Yes, it's double-time drop in performance, but I think that's mostly because
static file is cached inside nginx, while using fastcgi requires additional
layer of communication throught sockets.

Then when I added mono web server to the nginx-fastcgi chain performance
dropped to 1.5-2K rps depending on the requests were served. I'm pretty
sure, if you remove all sockets references from web server and will emulate
HTTP requests directly to System.Web you won't get incredible improvement of
performance, it will still be slow. However, I might be wrong, all
performance assumptions must be measured, because sometimes you'll get
results is not what you expect.

But what I saw:
System.Web uses very slow implementation of System.Configuration. For every
request path not in cache it tries to find web.config and read some basic
stuff (globalization, authentication, etc).  Simple making globalization
<https://github.com/xplicit/mono/commit/081596b827cfcd8f8eed212c58f8869d600ac3e6>  
to be read only once now gives me 20-30% performance boost. (NB: I don't
know what's changed with mono or my system, but when I did this several
month ago, it was only about 5% addition in performance). That's why
HttpListener will be faster it does not need to handle all of these
settings.

Some terrible using of sessions cache in System.Web. I wrote a little about
issues with caching here 
http://forcedtoadmin.blogspot.ru/2013/12/unexpected-unloading-of-mono-web.html
<http://forcedtoadmin.blogspot.ru/2013/12/unexpected-unloading-of-mono-web.html> 
. When mono web tries to reload itself and recompile ASP.NET the pages it
again drops the performance.

Some performance issues due to no-caching http handlers.
Using of slow hashcodes for headers dictionary after security patch.

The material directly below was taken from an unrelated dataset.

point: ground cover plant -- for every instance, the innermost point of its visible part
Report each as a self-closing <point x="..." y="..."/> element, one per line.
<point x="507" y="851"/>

And so on. Every thing of these produce a little drop which become an
avalanche and wash away good performance from the web.

Finally. To be sure, what is most slow part, it should be created few
benchmarks.
1. Sockets benchmarks. Pure multi-threaded application, which returns some
test data. One application must be written on c#, other must be native.
Difference in measurement will show is C# socket implementation slow or not. 
2. System.Web benchmarks. Create two apps: one is a simulator of web
requests to System.Web, other - pure application, which also simulates
requests to some pretty simple HTTP responder.